Stender Discusses Gas Prices, Energy
When Assemblywoman Linda Stender pulled into the Route 22 Lukoil gas station in a Chevrolet Suburban on Tuesday, she encountered a sight that until recently would have seemed like a bad dream: Gas prices that read $3.83 for regular, $3.93 for plus, $4.11 for premium and $4.97 for diesel.
Those prices have gone up more than $2 since 2001, and have increased an average of 38 cents in just the past month, according to AAA. With prices likely to spike again in the coming summer months, the cost of gas has become a pressing topic for aspiring politicians.
Stender, the presumptive Democratic nominee in the 7th Congressional District, said gas prices are part of a broader energy crisis that affects national security, foreign policy, the environment and above all, the economy.
"Families should not have to make decisions between food and health care and getting to work," said Stender.
But unlike the Republican candidates who squared off in a forum last week, Stender did not call for expanded oil drilling to address the situation. A greater reliance on fossil fuels was a key part of America's approach to the 1970s energy crisis, she said, and that was a mistake which should not be repeated.
Instead, Stender said, America should invest in new technologies and alternative energy sources.
House Majority Whip James E. Clyburn, the veteran South Carolina congressman who was on hand to support Stender's candidacy, echoed her sentiments. "We believe there should be a smorgasbord of energy sources -- wind, solar, bio-diesel," Clyburn said.
In the short term, Stender and Clyburn support bipartisan legislation, recently signed into law, which temporarily halts new shipments to the Strategic Petroleum Reserve. Clyburn said such a step could "lower gas prices 24 cents immediately," though not everyone agrees with that estimate. A recent report by The Institute for Energy Research, for example, concluded that the SPR deposits of 40,000 barrels per day represent only about 0.3 percent of US crude oil supply -- not enough to make a big difference one way or the other.
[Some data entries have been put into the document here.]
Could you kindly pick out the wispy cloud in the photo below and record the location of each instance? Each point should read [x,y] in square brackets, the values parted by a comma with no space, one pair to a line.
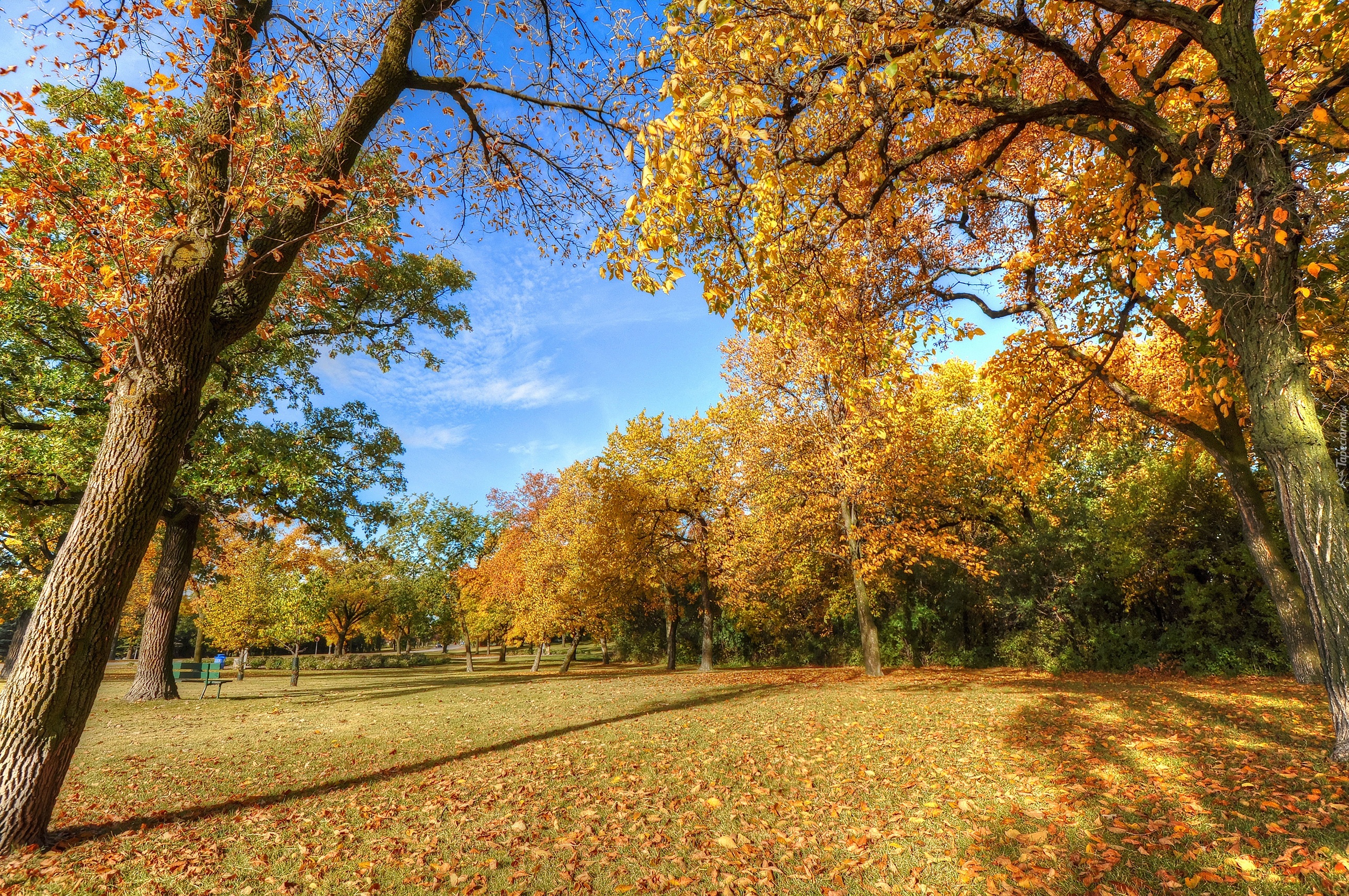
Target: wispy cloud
[436,436]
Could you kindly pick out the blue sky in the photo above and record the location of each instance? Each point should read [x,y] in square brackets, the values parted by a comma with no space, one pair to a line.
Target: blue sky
[557,358]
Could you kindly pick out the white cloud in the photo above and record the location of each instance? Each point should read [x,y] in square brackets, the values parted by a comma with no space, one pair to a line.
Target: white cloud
[432,436]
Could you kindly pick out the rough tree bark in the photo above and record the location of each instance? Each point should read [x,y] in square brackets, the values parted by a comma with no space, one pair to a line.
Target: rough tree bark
[154,665]
[865,621]
[705,663]
[1287,435]
[468,646]
[571,655]
[671,630]
[11,656]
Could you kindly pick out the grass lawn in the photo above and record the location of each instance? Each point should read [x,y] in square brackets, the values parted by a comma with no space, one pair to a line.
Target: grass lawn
[632,780]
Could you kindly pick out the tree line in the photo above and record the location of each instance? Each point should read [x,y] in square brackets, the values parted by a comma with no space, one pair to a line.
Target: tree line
[1152,191]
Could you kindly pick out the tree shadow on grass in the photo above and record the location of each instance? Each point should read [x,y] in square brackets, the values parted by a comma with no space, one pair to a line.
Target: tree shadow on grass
[1178,787]
[65,838]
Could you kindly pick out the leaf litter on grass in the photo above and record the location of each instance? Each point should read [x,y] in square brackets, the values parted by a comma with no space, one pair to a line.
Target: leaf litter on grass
[629,780]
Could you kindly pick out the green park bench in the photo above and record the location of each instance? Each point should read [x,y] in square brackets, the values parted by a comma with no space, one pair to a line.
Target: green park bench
[205,672]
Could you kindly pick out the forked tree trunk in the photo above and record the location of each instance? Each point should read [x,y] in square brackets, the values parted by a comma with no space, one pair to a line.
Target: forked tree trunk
[154,665]
[865,621]
[706,609]
[1287,435]
[571,655]
[47,704]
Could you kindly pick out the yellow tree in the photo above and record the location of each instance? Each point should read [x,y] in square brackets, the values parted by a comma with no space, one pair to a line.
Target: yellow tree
[187,251]
[675,497]
[1122,165]
[859,447]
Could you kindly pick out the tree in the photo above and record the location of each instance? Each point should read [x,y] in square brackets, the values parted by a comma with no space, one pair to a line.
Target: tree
[429,543]
[312,474]
[1123,165]
[246,211]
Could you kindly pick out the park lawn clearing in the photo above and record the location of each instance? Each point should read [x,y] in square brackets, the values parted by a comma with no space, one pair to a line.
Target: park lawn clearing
[633,780]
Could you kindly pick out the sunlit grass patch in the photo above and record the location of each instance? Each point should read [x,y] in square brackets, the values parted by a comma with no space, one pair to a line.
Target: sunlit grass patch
[627,780]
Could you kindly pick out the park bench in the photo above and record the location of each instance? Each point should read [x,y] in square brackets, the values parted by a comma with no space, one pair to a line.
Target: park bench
[205,672]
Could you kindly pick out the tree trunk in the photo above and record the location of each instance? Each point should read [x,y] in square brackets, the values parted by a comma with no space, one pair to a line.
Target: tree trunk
[705,664]
[11,656]
[1287,435]
[1257,532]
[865,621]
[571,655]
[671,630]
[154,667]
[153,412]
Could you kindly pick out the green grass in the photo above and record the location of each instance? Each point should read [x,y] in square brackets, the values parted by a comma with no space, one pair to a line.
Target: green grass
[627,779]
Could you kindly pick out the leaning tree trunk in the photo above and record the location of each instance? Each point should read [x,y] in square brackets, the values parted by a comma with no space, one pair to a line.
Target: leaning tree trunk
[153,412]
[705,664]
[1287,436]
[1290,602]
[154,667]
[11,656]
[571,655]
[671,630]
[865,621]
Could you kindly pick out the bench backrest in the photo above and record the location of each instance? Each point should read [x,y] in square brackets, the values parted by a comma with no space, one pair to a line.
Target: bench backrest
[189,671]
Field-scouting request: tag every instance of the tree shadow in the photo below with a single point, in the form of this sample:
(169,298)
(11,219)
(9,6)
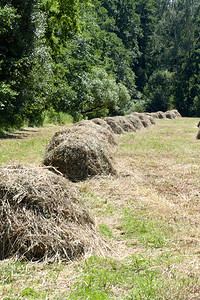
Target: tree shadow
(22,133)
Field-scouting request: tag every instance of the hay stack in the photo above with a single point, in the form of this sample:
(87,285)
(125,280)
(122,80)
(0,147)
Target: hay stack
(125,123)
(172,114)
(135,121)
(42,217)
(198,135)
(114,124)
(81,152)
(102,123)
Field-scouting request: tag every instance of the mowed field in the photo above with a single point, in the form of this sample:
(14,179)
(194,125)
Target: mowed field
(149,215)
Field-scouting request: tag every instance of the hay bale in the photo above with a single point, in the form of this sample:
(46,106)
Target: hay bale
(125,123)
(42,217)
(80,155)
(114,124)
(99,132)
(135,121)
(161,115)
(144,119)
(172,114)
(198,135)
(102,123)
(82,128)
(151,119)
(154,115)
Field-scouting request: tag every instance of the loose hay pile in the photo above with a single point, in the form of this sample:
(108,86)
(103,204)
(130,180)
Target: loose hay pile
(81,152)
(42,217)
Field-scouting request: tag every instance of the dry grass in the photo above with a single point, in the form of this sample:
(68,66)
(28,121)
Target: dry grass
(42,217)
(158,178)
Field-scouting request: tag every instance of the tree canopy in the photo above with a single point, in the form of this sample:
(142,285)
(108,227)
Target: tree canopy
(96,58)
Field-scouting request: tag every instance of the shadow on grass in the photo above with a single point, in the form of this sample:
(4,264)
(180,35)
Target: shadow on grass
(22,133)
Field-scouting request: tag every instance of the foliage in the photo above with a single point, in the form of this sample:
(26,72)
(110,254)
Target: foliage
(52,53)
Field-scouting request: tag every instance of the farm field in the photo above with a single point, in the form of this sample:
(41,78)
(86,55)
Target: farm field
(148,213)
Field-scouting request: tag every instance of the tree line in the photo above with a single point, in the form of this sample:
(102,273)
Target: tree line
(96,58)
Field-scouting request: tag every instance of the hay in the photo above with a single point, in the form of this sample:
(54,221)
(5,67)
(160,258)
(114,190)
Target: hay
(102,123)
(198,135)
(135,121)
(151,119)
(42,217)
(80,155)
(144,119)
(125,124)
(161,115)
(172,114)
(114,124)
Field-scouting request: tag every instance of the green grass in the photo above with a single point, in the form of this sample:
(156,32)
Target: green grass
(150,233)
(148,214)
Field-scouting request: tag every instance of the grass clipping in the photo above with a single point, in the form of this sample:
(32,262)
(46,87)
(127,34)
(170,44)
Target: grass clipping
(42,217)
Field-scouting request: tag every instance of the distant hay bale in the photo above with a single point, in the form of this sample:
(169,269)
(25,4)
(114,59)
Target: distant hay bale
(125,124)
(102,123)
(198,135)
(114,124)
(172,114)
(135,121)
(42,217)
(161,115)
(91,128)
(151,119)
(80,154)
(154,115)
(145,120)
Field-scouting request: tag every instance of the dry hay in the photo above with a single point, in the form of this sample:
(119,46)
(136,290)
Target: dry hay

Stender also voiced her support for other short- and medium-term measures, such as tax incentives for hybrid vehicles and the Gas Price Relief for Consumers Act. That act would create a task force to examine the existence and effects of price gouging, and would give the Justice Department power to take legal action against OPEC state-controlled entities that are found to be engaging in conspiracies to limit oil supply or fix prices.
In the long term, though, she called for the nation to rely more on alternative fuel sources, such as solar, wind and geothermal. Stender was the key legislative sponsor of New Jersey's Global Warming Response Act, which calls for an 80 percent reduction in emissions that lead to global warming by 2050.
"This is not something I think will get fixed overnight," Stender said. "There are very serious long-term effects."